On 27 June 2016, the Western Cape High Court passed judgment in S v Van Staden and Others, one of the largest fraud cases ever prosecuted in the High Court. The case involved 184 charges (Van Staden was found guilty on 35 of 184 counts, with the other three accused being acquitted), including defrauding SARS, contravening sections of the Prevention of Organised Crime Act, 121 of 1998 and reckless conduct of a business in terms of s424(3) of the Companies Act, 61 of 1973.
One of the many charges read as follows:
“In counts 16 to 50 it is alleged that accused 1, 2, 3 and 5 had defrauded the South African Revenue Services (SARS) regarding claims for the repayment of input Value Added Tax. In the first alternative it is alleged that the accused had firstly committed theft or secondly a contravention of s 59(1)(a) of the Value Added Tax Act 89 of 1991 (VAT Act) or thirdly a contravention of s59(1)(d) of the VAT Act or fourthly s 18(2)(a) of Act 17 of 1956.”
When addressing Van Staden’s conduct, Veldhuizen J stated:
“In your case, the premeditation is particularly significant. I can hardly imagine a more serious case of fraud.”
The VAT fraud that Johannes Erasmus Van Staden was found guilty of stemmed from a fishing business (under the Indo-Atlantic Group), which was used as a front for submitting false VAT returns between 2005 and 2008. These false returns resulted in SARS losing over R250 million. Van Staden would ask service providers for quotations, and then would request tax invoices to obtain financing. The work was, however, never done, but the tax invoices were used to claim VAT inputs from SARS. Van Staden successfully performed this rouse with a number of companies, including the V&A Waterfront and PSI.

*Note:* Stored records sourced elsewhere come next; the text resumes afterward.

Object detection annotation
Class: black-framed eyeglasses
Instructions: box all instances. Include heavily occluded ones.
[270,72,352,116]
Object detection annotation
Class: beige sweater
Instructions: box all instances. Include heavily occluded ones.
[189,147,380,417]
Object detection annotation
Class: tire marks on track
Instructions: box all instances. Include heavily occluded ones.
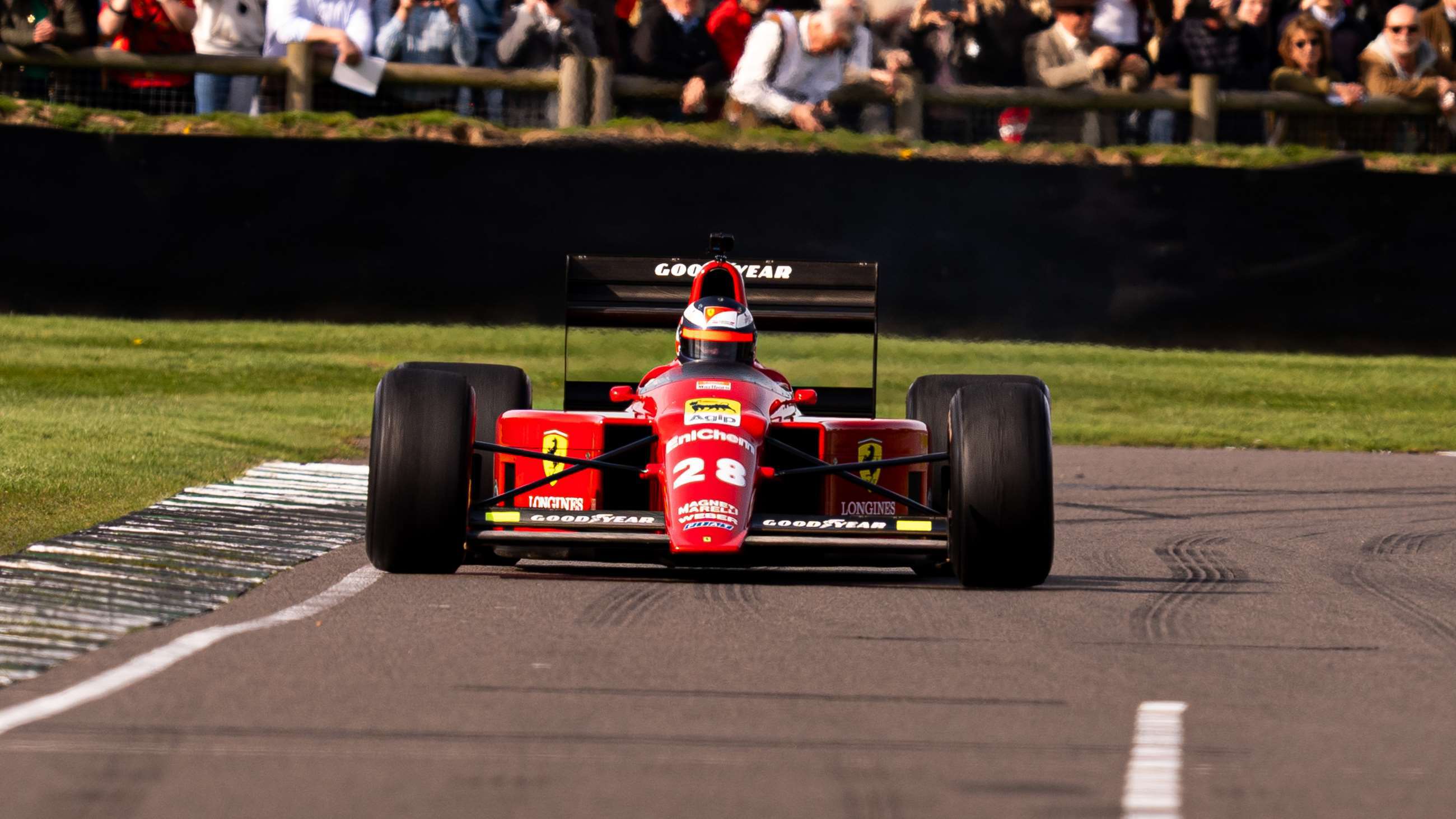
[1341,530,1456,652]
[577,583,675,627]
[1131,535,1249,642]
[693,583,763,617]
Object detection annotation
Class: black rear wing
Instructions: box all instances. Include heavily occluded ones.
[565,256,879,418]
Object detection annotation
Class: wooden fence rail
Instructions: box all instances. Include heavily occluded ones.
[0,44,1439,143]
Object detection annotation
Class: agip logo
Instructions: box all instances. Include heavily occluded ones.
[859,438,885,484]
[683,399,743,426]
[542,429,566,486]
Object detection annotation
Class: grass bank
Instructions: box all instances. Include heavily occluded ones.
[0,316,1456,553]
[0,96,1456,173]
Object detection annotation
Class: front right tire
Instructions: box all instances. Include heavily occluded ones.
[364,369,475,574]
[906,374,1051,512]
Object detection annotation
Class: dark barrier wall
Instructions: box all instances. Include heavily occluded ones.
[0,128,1456,353]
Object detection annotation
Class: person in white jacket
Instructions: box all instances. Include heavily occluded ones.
[728,0,871,131]
[192,0,264,114]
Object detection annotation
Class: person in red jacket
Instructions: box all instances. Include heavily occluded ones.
[708,0,769,74]
[97,0,197,114]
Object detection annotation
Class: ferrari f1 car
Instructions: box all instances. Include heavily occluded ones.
[366,234,1053,588]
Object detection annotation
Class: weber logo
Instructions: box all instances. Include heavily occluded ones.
[677,512,738,527]
[652,262,794,279]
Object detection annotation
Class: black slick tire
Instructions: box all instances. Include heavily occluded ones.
[364,369,475,574]
[398,361,531,503]
[906,375,1051,512]
[946,382,1056,588]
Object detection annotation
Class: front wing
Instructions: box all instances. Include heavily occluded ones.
[468,508,946,566]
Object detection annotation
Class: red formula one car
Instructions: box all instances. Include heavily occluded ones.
[366,234,1053,586]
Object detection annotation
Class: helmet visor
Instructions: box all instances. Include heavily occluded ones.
[680,329,753,364]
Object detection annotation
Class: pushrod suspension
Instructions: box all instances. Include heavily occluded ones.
[475,441,642,480]
[766,438,939,515]
[470,435,657,509]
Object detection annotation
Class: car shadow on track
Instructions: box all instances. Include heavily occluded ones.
[456,563,1259,595]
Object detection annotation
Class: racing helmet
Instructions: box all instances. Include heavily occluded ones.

If you are asking yourself what happened to the money that SARS paid over during the years Van Staden’s scheme was successful, according to the court:
“We know that 90% of the payments flowed to the Indo Atlantic companies. Accused 1 [Van Staden] bought a game farm and game in the name of the Swordfish Trust, a family trust of the accused. It was paid for by the Indo Atlantic group. An aeroplane was also bought in the name of the trust and all the motor vehicles were registered in the name of the trust. A flat was bought for his daughter…”

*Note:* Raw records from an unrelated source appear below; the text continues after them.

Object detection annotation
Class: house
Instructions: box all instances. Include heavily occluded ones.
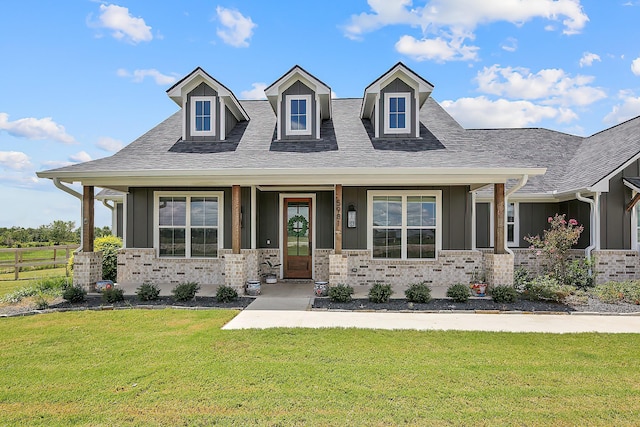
[38,63,640,289]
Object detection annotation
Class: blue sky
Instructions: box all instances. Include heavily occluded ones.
[0,0,640,231]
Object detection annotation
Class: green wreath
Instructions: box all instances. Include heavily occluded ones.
[287,215,309,237]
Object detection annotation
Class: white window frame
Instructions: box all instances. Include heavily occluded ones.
[384,92,413,134]
[285,95,313,135]
[189,96,216,136]
[367,190,442,261]
[153,191,224,259]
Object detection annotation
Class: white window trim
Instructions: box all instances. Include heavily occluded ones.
[384,92,413,134]
[285,95,314,135]
[489,202,520,248]
[367,190,442,261]
[153,191,224,259]
[189,96,216,136]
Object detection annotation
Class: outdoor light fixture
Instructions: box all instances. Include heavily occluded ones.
[347,205,356,228]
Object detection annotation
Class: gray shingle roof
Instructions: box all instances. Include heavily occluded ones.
[38,98,640,193]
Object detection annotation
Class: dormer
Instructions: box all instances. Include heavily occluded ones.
[264,65,331,140]
[167,67,249,141]
[360,62,433,138]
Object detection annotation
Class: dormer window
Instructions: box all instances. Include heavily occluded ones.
[384,93,411,133]
[191,96,216,136]
[286,95,312,135]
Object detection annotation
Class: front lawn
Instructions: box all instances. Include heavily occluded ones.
[0,309,640,426]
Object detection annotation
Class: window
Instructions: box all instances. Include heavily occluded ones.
[368,191,441,259]
[155,192,222,258]
[191,96,216,136]
[384,93,411,133]
[507,203,520,246]
[286,95,312,135]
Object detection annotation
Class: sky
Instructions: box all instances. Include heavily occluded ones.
[0,0,640,231]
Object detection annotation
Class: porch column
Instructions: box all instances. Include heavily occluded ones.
[82,185,95,252]
[231,185,242,254]
[493,184,507,254]
[334,184,342,255]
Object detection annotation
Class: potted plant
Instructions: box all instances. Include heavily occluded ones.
[469,267,487,297]
[262,260,280,283]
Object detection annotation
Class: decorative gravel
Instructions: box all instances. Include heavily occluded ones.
[313,298,640,313]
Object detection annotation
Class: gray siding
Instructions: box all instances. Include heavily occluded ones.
[280,81,317,140]
[342,186,471,250]
[600,162,640,249]
[184,83,221,141]
[372,79,418,138]
[126,187,232,249]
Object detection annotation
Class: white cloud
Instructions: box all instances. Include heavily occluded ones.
[395,36,479,62]
[69,151,91,163]
[116,68,178,85]
[240,83,267,99]
[0,113,76,144]
[216,6,257,47]
[0,151,32,171]
[631,58,640,76]
[95,4,153,44]
[602,91,640,124]
[580,52,601,68]
[500,37,518,52]
[476,65,607,107]
[96,136,124,153]
[441,96,576,128]
[344,0,589,61]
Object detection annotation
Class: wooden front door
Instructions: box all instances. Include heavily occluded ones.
[282,198,313,279]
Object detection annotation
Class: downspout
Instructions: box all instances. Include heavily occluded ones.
[504,175,529,256]
[576,192,596,260]
[53,178,84,252]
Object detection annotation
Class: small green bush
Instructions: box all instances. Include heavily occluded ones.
[404,282,431,304]
[369,283,393,304]
[102,287,124,304]
[136,282,160,301]
[329,284,353,302]
[216,285,238,302]
[491,285,518,304]
[523,275,576,302]
[447,283,469,302]
[592,280,640,304]
[171,282,200,302]
[62,286,87,303]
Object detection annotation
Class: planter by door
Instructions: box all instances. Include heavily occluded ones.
[282,198,313,279]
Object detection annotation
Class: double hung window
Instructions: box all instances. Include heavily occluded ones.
[369,191,440,259]
[156,193,222,258]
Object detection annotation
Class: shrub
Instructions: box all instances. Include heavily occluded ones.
[93,236,122,282]
[329,284,353,302]
[369,283,393,304]
[523,275,576,302]
[447,283,469,302]
[136,282,160,301]
[171,282,200,301]
[216,285,238,302]
[102,287,124,304]
[593,280,640,304]
[62,286,87,303]
[404,282,431,304]
[491,285,518,304]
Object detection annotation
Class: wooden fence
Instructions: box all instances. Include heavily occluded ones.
[0,245,78,280]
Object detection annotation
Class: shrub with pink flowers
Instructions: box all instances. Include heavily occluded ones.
[524,214,584,284]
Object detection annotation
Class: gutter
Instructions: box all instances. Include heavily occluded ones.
[53,178,84,252]
[504,174,529,256]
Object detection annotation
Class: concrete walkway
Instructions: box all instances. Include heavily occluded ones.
[222,310,640,334]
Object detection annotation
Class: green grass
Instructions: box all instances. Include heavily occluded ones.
[0,310,640,426]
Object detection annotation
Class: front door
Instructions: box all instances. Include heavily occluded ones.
[283,198,313,279]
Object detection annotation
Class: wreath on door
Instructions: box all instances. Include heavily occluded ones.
[287,215,309,237]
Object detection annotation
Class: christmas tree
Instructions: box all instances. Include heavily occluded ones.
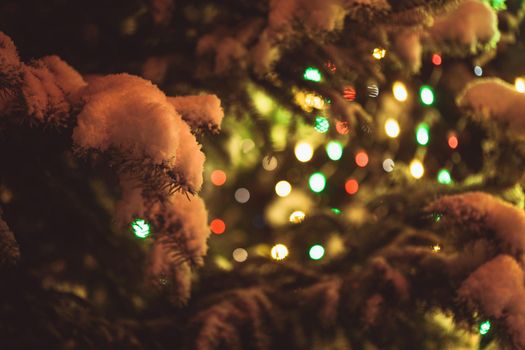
[0,0,525,349]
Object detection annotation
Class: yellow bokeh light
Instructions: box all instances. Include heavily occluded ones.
[270,244,288,260]
[385,118,401,138]
[410,159,425,179]
[294,142,314,163]
[275,180,292,197]
[392,81,408,102]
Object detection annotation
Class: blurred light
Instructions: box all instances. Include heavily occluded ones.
[410,159,425,179]
[232,248,248,262]
[437,169,452,185]
[262,156,277,171]
[345,179,359,194]
[308,244,324,260]
[514,77,525,93]
[383,158,395,173]
[419,85,434,106]
[432,53,443,66]
[326,141,343,160]
[392,81,408,102]
[343,86,357,102]
[416,123,430,146]
[335,121,350,135]
[474,66,483,77]
[372,47,386,60]
[210,219,226,235]
[131,219,151,238]
[275,180,292,197]
[210,170,226,186]
[314,115,330,134]
[308,173,326,193]
[385,118,401,138]
[355,151,368,168]
[289,210,306,224]
[303,67,323,83]
[234,187,250,203]
[294,142,314,163]
[270,244,288,260]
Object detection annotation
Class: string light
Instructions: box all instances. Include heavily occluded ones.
[410,159,425,179]
[131,219,151,238]
[303,67,323,83]
[210,219,226,235]
[385,118,401,138]
[294,142,314,163]
[275,180,292,197]
[308,244,324,260]
[270,244,288,260]
[419,85,434,106]
[308,173,326,193]
[326,141,343,160]
[392,81,408,102]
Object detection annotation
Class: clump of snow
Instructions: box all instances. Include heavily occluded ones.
[457,78,525,135]
[429,0,500,53]
[427,192,525,254]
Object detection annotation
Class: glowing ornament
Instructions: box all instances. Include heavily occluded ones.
[419,85,434,106]
[314,115,330,134]
[308,244,324,260]
[514,77,525,93]
[270,244,288,260]
[409,159,425,179]
[345,179,359,195]
[416,123,430,146]
[289,210,306,224]
[275,180,292,197]
[385,118,401,138]
[392,81,408,102]
[210,170,226,186]
[326,141,343,160]
[308,173,326,193]
[437,169,452,185]
[210,219,226,235]
[294,142,314,163]
[303,67,323,83]
[131,219,151,238]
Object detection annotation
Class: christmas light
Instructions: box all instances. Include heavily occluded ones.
[419,85,434,106]
[409,159,425,179]
[232,248,248,262]
[308,173,326,193]
[392,81,408,102]
[131,219,151,238]
[372,47,386,60]
[345,179,359,194]
[326,141,343,160]
[210,219,226,235]
[308,244,324,260]
[355,151,368,168]
[416,123,430,146]
[275,180,292,197]
[289,210,306,224]
[210,170,226,186]
[234,187,250,203]
[385,118,401,138]
[437,169,452,185]
[314,116,330,134]
[294,142,314,163]
[514,77,525,93]
[479,320,491,335]
[303,67,323,83]
[270,244,288,260]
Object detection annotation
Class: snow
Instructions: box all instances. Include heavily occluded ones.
[457,78,525,135]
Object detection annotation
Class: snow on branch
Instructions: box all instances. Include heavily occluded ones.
[457,78,525,135]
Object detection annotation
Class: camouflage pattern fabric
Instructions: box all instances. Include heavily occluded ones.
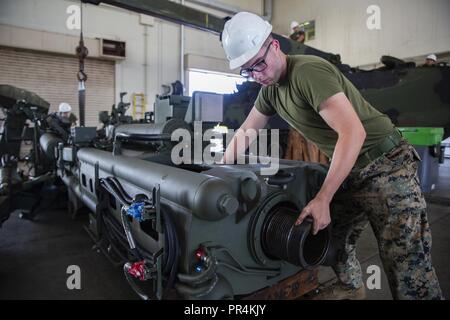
[332,140,443,299]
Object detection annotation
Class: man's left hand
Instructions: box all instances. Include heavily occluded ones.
[295,197,331,235]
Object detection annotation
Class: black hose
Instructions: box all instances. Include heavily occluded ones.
[100,177,180,295]
[100,179,130,206]
[107,177,133,203]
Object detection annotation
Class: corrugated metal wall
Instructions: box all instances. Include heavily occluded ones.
[0,47,115,126]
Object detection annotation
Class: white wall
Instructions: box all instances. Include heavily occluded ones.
[0,0,262,108]
[272,0,450,66]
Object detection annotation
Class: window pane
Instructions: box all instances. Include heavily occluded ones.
[189,71,246,96]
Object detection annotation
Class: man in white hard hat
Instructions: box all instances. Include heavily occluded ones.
[424,54,437,67]
[58,102,77,126]
[291,21,301,34]
[221,12,443,299]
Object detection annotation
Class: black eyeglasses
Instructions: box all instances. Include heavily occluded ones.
[240,42,272,78]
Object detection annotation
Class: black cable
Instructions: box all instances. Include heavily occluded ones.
[108,177,133,203]
[100,177,180,294]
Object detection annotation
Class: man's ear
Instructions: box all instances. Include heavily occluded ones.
[272,39,280,49]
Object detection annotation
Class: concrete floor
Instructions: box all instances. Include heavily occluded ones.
[0,159,450,299]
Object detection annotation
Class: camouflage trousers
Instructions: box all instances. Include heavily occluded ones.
[332,140,443,299]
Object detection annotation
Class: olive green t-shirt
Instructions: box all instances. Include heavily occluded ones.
[255,55,394,158]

In the end, what attracted the attention of investigators was the refunds amounts that passed through Van Staden’s financial (accounting and tax) consultants’ bank account. This had come about, because in August 2005, FNB had closed the account of Indo Atlantic Seafoods (Pty) Limited. It was then agreed with the consulting firm that Van Staden’s company’s VAT refunds would be received into their bank account, with the consulting firm deduct the 10% as well as the fees earned and pay over the balance to Van Staden (this is not an illegal arrangement). This agreement resulted in the consulting firm receiving approximately R37million over and above the fees earned over a period of about three years; this is what attracted investigators attention.
In his judgment, Veldhuizen J described Van Staden as a “very bad witness” and said “he was evasive…he gave contradictory evidence and at times, lied.” Veldhuizen J went on to say that: “When considering the purposes of punishment…deterrence and retribution need emphasis.”
The court passed two sentences of 20 years each, plus two years each for three counts (all to run concurrently). The Asset Forfeiture Unit has since filed a confiscation application to confiscate much of Van Staden’s ill-gotten assets. The unit currently has approximately R6 million of Van Staden’s assets under restraint.